嗯,连一本春宫书册也没有,司徒漠怎麽有办法待在这麽枯燥的地方?
司徒漠间言不由冷笑。
他一点也不意外长公主一党会祭出这一著,毕竟用「天降神迹,万民归心」这一套来做号召,骗骗无知的愚民是满管用的。

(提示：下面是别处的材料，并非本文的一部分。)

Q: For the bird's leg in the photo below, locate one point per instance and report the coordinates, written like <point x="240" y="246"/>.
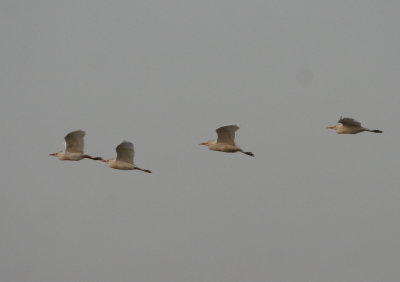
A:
<point x="145" y="170"/>
<point x="92" y="158"/>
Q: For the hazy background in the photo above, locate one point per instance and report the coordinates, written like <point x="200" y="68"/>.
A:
<point x="311" y="206"/>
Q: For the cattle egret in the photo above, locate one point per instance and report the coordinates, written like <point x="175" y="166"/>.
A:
<point x="124" y="161"/>
<point x="350" y="126"/>
<point x="225" y="141"/>
<point x="73" y="148"/>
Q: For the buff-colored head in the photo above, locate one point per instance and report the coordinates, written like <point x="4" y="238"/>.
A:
<point x="208" y="143"/>
<point x="335" y="127"/>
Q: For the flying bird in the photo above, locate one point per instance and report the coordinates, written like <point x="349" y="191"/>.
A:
<point x="73" y="148"/>
<point x="225" y="141"/>
<point x="124" y="160"/>
<point x="350" y="126"/>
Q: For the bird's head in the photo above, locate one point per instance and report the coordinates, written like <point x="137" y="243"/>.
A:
<point x="207" y="143"/>
<point x="335" y="126"/>
<point x="55" y="154"/>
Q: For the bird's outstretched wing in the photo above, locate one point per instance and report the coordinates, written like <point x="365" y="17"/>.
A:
<point x="349" y="122"/>
<point x="125" y="152"/>
<point x="74" y="141"/>
<point x="226" y="134"/>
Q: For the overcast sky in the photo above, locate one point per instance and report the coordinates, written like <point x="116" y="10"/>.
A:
<point x="311" y="206"/>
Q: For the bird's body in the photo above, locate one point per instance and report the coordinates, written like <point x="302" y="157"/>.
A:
<point x="124" y="160"/>
<point x="350" y="126"/>
<point x="73" y="148"/>
<point x="226" y="141"/>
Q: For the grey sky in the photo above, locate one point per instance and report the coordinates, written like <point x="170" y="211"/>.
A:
<point x="311" y="206"/>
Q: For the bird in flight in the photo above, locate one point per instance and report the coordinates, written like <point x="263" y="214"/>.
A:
<point x="73" y="148"/>
<point x="225" y="141"/>
<point x="124" y="160"/>
<point x="350" y="126"/>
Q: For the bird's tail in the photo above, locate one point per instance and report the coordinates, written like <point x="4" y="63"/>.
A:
<point x="92" y="158"/>
<point x="248" y="153"/>
<point x="145" y="170"/>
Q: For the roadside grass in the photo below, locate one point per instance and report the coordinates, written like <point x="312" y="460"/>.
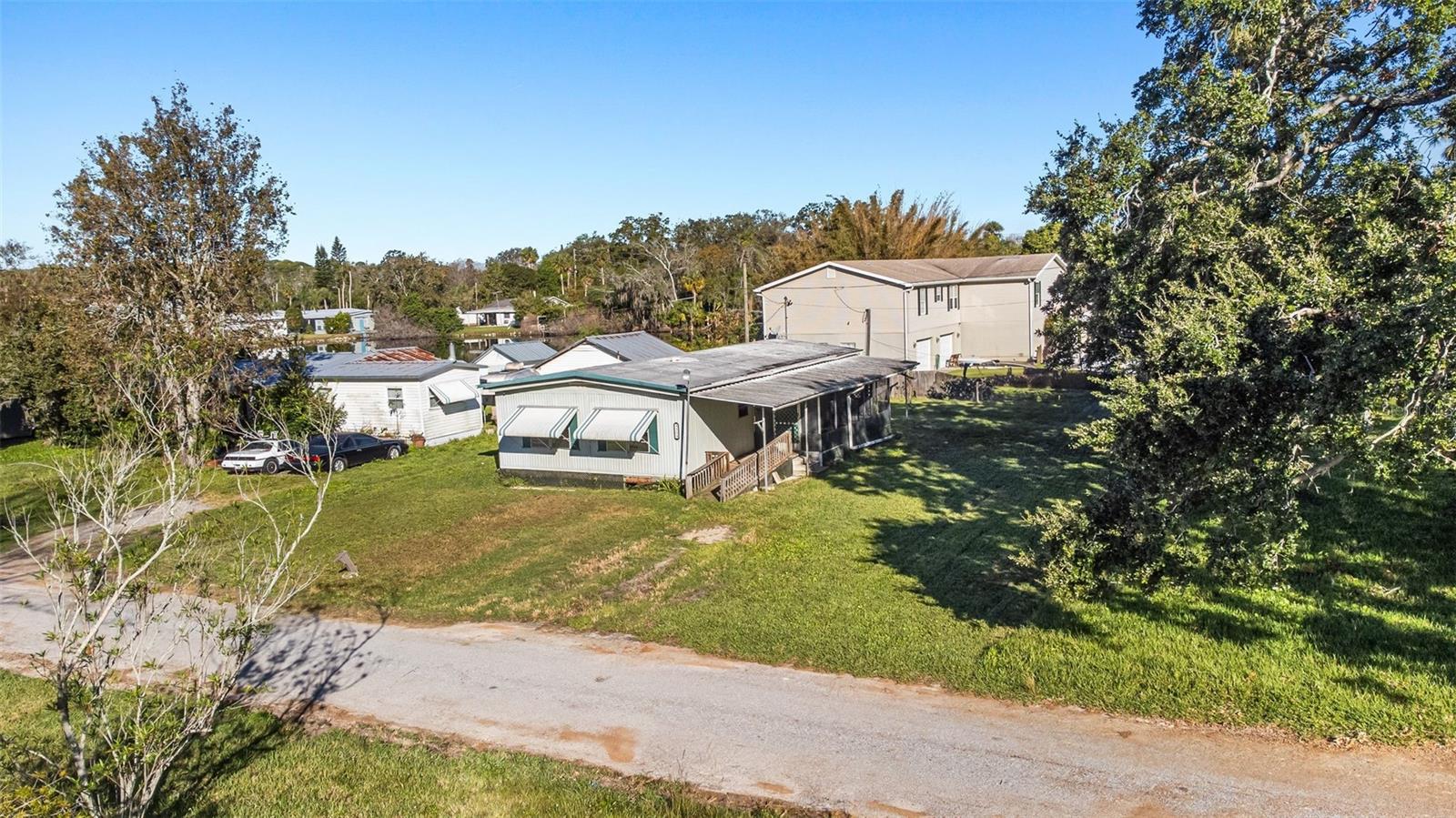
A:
<point x="258" y="766"/>
<point x="899" y="563"/>
<point x="24" y="478"/>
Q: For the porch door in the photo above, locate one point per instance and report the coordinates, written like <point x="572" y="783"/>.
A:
<point x="924" y="354"/>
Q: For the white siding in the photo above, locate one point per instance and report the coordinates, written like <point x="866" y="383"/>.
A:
<point x="366" y="409"/>
<point x="996" y="320"/>
<point x="713" y="427"/>
<point x="580" y="357"/>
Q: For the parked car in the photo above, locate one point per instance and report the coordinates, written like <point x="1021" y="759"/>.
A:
<point x="351" y="450"/>
<point x="266" y="456"/>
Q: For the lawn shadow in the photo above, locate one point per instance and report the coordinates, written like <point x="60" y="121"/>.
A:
<point x="298" y="662"/>
<point x="977" y="470"/>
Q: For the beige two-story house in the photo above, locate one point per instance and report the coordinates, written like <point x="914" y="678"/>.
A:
<point x="924" y="310"/>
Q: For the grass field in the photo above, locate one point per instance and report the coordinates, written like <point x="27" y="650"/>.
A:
<point x="897" y="563"/>
<point x="258" y="766"/>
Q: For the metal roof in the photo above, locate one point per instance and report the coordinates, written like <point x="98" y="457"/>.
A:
<point x="399" y="354"/>
<point x="786" y="389"/>
<point x="353" y="366"/>
<point x="718" y="374"/>
<point x="631" y="345"/>
<point x="521" y="351"/>
<point x="910" y="272"/>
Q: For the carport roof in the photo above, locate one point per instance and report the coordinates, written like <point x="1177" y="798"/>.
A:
<point x="764" y="373"/>
<point x="786" y="389"/>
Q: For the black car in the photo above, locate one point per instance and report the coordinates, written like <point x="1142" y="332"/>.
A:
<point x="351" y="450"/>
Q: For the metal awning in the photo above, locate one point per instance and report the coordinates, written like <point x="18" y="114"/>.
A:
<point x="539" y="422"/>
<point x="794" y="386"/>
<point x="621" y="425"/>
<point x="453" y="392"/>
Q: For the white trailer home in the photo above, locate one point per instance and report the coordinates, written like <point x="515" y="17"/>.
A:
<point x="705" y="418"/>
<point x="928" y="310"/>
<point x="604" y="349"/>
<point x="402" y="392"/>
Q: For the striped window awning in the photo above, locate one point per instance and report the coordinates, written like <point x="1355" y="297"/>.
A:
<point x="539" y="422"/>
<point x="619" y="425"/>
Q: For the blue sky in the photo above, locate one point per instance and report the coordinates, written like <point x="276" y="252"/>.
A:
<point x="465" y="128"/>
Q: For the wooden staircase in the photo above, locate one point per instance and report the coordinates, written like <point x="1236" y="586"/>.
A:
<point x="725" y="478"/>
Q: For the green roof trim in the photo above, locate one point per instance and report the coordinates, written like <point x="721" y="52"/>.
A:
<point x="582" y="374"/>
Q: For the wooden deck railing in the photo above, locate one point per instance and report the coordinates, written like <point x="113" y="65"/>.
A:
<point x="742" y="480"/>
<point x="746" y="475"/>
<point x="706" y="478"/>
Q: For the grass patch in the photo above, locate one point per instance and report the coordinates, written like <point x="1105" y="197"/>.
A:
<point x="897" y="563"/>
<point x="257" y="766"/>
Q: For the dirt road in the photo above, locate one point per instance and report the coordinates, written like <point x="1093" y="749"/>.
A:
<point x="819" y="740"/>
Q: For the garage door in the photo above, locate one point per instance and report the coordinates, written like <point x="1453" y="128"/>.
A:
<point x="922" y="354"/>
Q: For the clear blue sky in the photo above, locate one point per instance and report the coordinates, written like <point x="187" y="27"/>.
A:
<point x="465" y="128"/>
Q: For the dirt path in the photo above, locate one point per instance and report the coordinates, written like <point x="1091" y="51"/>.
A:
<point x="15" y="563"/>
<point x="819" y="740"/>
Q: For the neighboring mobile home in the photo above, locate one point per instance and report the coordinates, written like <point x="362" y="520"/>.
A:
<point x="495" y="313"/>
<point x="926" y="310"/>
<point x="402" y="392"/>
<point x="513" y="356"/>
<point x="677" y="415"/>
<point x="604" y="349"/>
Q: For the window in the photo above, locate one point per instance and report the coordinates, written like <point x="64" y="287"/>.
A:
<point x="606" y="446"/>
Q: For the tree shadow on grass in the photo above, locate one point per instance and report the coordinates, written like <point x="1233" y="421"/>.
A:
<point x="1375" y="592"/>
<point x="976" y="469"/>
<point x="302" y="661"/>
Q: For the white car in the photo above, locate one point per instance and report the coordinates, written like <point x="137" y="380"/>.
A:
<point x="267" y="456"/>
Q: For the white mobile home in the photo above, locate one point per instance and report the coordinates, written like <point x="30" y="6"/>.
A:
<point x="513" y="356"/>
<point x="495" y="313"/>
<point x="928" y="310"/>
<point x="402" y="392"/>
<point x="604" y="349"/>
<point x="682" y="415"/>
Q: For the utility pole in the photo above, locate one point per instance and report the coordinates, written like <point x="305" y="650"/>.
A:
<point x="746" y="313"/>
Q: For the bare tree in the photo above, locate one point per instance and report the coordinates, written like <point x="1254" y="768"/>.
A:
<point x="162" y="240"/>
<point x="149" y="642"/>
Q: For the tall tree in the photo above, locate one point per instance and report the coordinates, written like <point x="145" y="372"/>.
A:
<point x="1266" y="255"/>
<point x="162" y="237"/>
<point x="324" y="276"/>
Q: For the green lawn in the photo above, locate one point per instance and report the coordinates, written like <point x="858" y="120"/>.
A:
<point x="258" y="766"/>
<point x="24" y="478"/>
<point x="897" y="563"/>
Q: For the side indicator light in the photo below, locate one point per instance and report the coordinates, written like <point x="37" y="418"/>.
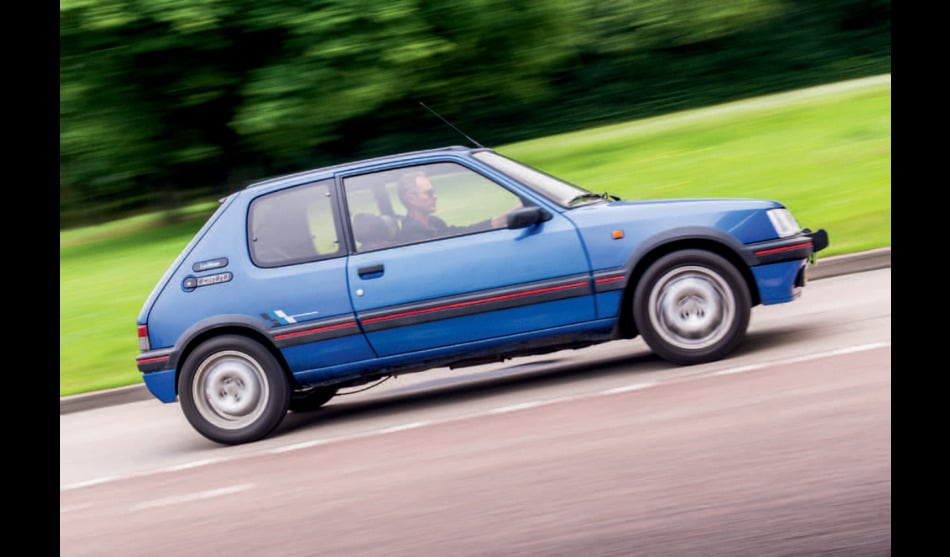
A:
<point x="143" y="338"/>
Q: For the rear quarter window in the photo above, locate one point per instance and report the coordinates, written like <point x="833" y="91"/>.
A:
<point x="292" y="226"/>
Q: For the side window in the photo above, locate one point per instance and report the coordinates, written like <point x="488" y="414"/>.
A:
<point x="423" y="202"/>
<point x="293" y="226"/>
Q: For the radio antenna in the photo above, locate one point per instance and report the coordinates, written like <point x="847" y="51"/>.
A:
<point x="439" y="116"/>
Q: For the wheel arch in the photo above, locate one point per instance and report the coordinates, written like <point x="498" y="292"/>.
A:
<point x="240" y="326"/>
<point x="643" y="259"/>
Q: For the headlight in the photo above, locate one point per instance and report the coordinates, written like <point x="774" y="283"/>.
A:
<point x="783" y="222"/>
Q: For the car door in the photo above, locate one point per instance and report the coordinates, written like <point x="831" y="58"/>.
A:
<point x="469" y="283"/>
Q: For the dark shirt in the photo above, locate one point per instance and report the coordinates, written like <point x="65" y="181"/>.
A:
<point x="412" y="230"/>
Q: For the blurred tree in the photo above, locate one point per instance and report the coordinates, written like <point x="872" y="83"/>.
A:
<point x="165" y="100"/>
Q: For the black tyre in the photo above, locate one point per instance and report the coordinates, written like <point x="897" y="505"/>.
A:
<point x="308" y="400"/>
<point x="233" y="390"/>
<point x="692" y="307"/>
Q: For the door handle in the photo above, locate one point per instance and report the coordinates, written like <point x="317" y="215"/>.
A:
<point x="370" y="270"/>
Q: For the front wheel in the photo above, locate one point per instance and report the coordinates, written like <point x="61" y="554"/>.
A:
<point x="233" y="390"/>
<point x="692" y="307"/>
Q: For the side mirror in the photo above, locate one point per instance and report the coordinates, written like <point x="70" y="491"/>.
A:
<point x="523" y="217"/>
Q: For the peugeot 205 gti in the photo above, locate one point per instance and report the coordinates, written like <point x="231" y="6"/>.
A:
<point x="302" y="285"/>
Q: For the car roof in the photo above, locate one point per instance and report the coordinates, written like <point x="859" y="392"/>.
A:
<point x="315" y="173"/>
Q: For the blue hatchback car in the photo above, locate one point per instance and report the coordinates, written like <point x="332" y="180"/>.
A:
<point x="306" y="284"/>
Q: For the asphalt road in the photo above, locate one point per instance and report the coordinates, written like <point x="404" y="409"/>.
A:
<point x="830" y="267"/>
<point x="783" y="449"/>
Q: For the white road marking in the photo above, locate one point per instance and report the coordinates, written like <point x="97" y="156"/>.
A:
<point x="498" y="410"/>
<point x="167" y="501"/>
<point x="74" y="508"/>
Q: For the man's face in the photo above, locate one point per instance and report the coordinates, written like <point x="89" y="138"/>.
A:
<point x="423" y="196"/>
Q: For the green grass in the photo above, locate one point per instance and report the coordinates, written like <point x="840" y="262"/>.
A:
<point x="825" y="154"/>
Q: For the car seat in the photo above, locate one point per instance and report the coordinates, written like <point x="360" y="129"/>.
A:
<point x="372" y="231"/>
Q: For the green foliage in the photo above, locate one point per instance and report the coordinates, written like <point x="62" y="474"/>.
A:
<point x="826" y="153"/>
<point x="164" y="101"/>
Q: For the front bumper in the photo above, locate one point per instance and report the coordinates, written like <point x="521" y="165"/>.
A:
<point x="800" y="246"/>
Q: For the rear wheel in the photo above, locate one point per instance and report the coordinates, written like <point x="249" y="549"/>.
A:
<point x="691" y="307"/>
<point x="233" y="390"/>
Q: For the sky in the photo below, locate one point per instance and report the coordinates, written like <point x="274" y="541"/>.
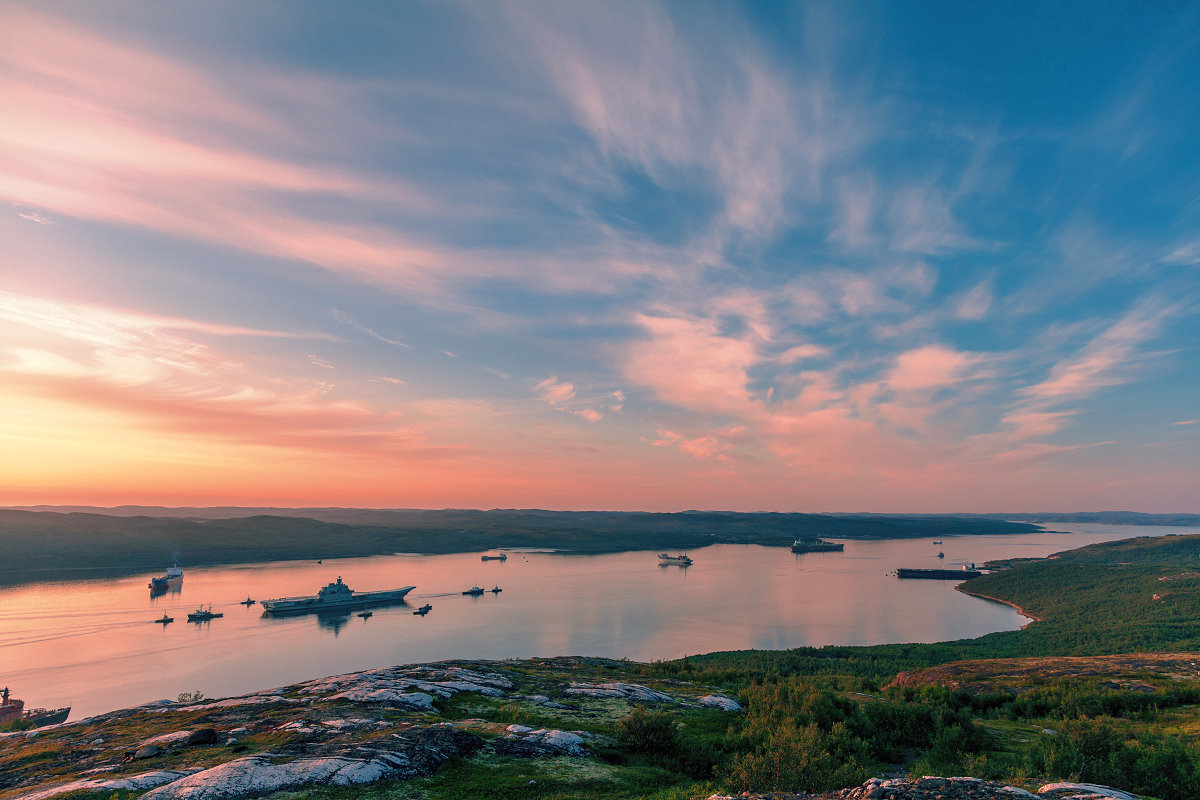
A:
<point x="934" y="257"/>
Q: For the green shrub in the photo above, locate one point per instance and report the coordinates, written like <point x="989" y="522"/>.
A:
<point x="652" y="733"/>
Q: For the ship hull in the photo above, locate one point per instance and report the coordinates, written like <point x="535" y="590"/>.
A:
<point x="823" y="547"/>
<point x="312" y="605"/>
<point x="937" y="575"/>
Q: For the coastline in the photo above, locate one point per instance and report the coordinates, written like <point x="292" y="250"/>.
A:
<point x="1019" y="609"/>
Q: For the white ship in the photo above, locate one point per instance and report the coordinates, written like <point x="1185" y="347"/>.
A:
<point x="334" y="595"/>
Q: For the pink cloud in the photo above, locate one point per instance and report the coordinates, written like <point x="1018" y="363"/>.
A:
<point x="689" y="364"/>
<point x="931" y="367"/>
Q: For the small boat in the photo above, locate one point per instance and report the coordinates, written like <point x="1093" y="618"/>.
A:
<point x="813" y="545"/>
<point x="174" y="572"/>
<point x="12" y="710"/>
<point x="203" y="614"/>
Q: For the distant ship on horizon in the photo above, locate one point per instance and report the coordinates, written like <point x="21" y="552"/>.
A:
<point x="173" y="573"/>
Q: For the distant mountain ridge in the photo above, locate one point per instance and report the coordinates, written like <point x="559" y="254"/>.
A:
<point x="395" y="516"/>
<point x="59" y="545"/>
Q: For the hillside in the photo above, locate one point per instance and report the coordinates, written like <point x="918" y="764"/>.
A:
<point x="45" y="545"/>
<point x="1062" y="699"/>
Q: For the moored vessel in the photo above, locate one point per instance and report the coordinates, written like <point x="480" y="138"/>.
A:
<point x="174" y="572"/>
<point x="811" y="545"/>
<point x="334" y="595"/>
<point x="940" y="575"/>
<point x="203" y="614"/>
<point x="13" y="710"/>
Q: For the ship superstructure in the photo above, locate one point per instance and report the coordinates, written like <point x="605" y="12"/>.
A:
<point x="334" y="595"/>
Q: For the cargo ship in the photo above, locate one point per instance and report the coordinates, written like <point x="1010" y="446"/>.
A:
<point x="173" y="573"/>
<point x="816" y="546"/>
<point x="940" y="575"/>
<point x="334" y="595"/>
<point x="13" y="710"/>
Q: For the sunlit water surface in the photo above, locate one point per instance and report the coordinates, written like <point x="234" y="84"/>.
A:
<point x="90" y="644"/>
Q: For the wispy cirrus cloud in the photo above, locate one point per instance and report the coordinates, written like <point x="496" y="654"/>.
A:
<point x="346" y="319"/>
<point x="1104" y="360"/>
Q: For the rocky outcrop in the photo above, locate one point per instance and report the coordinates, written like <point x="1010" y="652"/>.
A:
<point x="520" y="739"/>
<point x="131" y="783"/>
<point x="720" y="702"/>
<point x="420" y="752"/>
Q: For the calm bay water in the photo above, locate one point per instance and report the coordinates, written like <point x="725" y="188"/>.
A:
<point x="90" y="644"/>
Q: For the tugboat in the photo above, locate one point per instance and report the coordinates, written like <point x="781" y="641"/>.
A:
<point x="334" y="595"/>
<point x="203" y="614"/>
<point x="13" y="710"/>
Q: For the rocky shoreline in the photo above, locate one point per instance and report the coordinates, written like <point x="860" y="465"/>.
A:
<point x="394" y="723"/>
<point x="340" y="731"/>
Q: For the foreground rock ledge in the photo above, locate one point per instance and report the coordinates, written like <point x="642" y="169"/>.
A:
<point x="340" y="731"/>
<point x="359" y="728"/>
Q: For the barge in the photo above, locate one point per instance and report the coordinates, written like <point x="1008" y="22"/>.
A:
<point x="816" y="546"/>
<point x="940" y="575"/>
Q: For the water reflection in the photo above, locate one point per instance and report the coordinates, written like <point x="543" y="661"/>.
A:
<point x="94" y="645"/>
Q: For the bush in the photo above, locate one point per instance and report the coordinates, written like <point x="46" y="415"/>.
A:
<point x="652" y="733"/>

司徒漠一心二用,还能分心发问:「女皇听了之後怎麽说?」
「陛下是收了那块璞玉,不过什麽也没说。」掠影迳自挑了张椅子坐下,右腿大刺刺地架往左膝上,足尖还抖呀抖的,一副落拓不羁的散仙样。「话又说回来,我也不是不能体会陛下的感觉啦,毕竟自己的皇位继承人选用这种方式巴结谄媚,换作是我大概也只能无语问苍天。」
司徒漠从卷宗里抬起头,投去一记警告的目光。「少说废诸,我不是要你来发表高论的。」
「高论不敢,只是一点个人浅见。」他是很谦虚的。
「掠影,没想到半个月不见,你耍嘴皮的功夫倒是精进不少。」简直皮痒!
掠影嬉皮笑脸地拱手。「多谢大人夸赞。」
「我可不是在恭维你。」司徒漠眯起眼睛,冷睇掠影在那里唱独脚戏。
掠影被他看得全身直发毛。
「司徒漠,你干嘛那样看我?」好像青蛙被蛇盯上的感觉,怪恐怖的。
「那就要问你了。」他执笔书写著,毛笔在纸上摩擦出类似蛇吐出舌信时的沙沙声,掠影听来更是头皮发麻。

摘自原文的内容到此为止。